Section 12452, General Code, which makes it a misdemeanor to steal gas by means of a pipe carrying it for use without piping through the meter, recognizes that the gas is the property of the company until after it has passed through the meter, when it becomes the property of the consumer.
The case of Memphis Consol. Gas & Electric Co. v. Creighton, decided by the United States circuit court of appeals of this district, found in 183 Fed., 552, is in point. The facts of the case are somewhat similar to those of this case, and it was directly held by that court that whether or not the owner of the property and the pipes was negligent, the negligence of the gas company in failing to act with reasonable promptness, when notified of the dangerous condition of the premises was one of the causes of plaintiff’s injury, and it was therefore liable. The first two paragraphs of the syllabus of that case are as follows:
“A gas company, which through its pipes supplies gas to a house and has control of the apparatus for cutting it off, when notified that gas is escaping in the house and informed of injury and danger to the inmates therefrom, owes a duty to the occupants of the house to exercise reasonable*157 diligence in shutting off the gas therefrom, and it is immaterial that the pipes where the leak occurred were owned by the owner of the house.

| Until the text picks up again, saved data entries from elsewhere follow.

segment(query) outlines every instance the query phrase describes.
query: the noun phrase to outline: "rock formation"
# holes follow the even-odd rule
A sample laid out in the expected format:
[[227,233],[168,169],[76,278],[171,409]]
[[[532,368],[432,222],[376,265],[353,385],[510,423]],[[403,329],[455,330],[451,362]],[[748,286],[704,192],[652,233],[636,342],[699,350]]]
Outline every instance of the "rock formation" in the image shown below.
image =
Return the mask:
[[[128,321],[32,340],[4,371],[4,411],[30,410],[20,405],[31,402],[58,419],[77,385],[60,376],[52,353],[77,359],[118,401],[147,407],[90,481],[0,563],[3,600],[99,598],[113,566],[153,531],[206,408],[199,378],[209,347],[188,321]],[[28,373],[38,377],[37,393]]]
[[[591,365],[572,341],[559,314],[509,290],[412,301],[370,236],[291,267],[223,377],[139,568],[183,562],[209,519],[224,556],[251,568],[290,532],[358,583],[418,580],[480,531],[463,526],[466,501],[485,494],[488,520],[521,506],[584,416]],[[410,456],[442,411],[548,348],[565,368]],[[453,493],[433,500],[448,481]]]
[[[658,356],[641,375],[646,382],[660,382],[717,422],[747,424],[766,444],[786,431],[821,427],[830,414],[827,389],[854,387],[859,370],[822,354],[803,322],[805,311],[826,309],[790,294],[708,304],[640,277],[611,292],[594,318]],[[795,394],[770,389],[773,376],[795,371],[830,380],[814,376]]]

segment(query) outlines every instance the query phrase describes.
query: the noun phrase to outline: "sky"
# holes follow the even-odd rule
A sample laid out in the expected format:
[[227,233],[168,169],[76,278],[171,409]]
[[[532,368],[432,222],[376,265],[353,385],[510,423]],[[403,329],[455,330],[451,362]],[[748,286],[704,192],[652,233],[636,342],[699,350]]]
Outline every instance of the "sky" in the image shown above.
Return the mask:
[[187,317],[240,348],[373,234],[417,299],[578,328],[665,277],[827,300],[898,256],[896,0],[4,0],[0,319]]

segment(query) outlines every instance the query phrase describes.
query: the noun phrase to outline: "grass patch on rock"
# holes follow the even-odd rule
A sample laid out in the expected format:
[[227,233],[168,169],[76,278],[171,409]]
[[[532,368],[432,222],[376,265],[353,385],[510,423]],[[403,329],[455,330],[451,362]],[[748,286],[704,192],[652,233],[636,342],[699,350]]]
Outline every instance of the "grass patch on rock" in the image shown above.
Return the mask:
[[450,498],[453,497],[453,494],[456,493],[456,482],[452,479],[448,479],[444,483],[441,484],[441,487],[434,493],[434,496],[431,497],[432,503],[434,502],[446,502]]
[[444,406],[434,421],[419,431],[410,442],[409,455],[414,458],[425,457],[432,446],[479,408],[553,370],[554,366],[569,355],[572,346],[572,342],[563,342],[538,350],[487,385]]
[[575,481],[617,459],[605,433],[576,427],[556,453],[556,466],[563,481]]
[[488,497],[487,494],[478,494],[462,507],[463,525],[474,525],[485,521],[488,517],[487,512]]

“Where the negligence of two persons cooperates to produce an injury, both are liable, and inquiry as to the proximate cause is not pertinent.”
Attention might also be called to the case of Forry, Assignee, v. Newark Gas Co., 6 O. L. R., 163, which was affirmed by the supreme court in The Newark Nat. Gas & Fuel Co. v. Forry, Recr., 80 Ohio St., 733.
In the case, of Cooper v. The Tri-State Gas Co., 3 Ohio App., 77, where the sufficiency of the petitition for damages caused by a gas explosion was under consideration, it was held that sufficient facts must be alleged to show notice of the defective condition of pipes not owned by the company, or that facts existed from which an inference of duty to inspect such pipes would arise either from contract, custom or franchise.
The case of Schmeer v. Gas Light Co., 147 N. Y., 529, is also in point. The decision, by Peckham, J., contains a full discussion of the law, and directly decides that the question of negligencé is one that must be submitted to the jury.
The court below erred in withdrawing the case from the jury and instructing a verdict for the defense. The judgment is therefore reversed and the cause remanded.
Judgment reversed and cause remanded.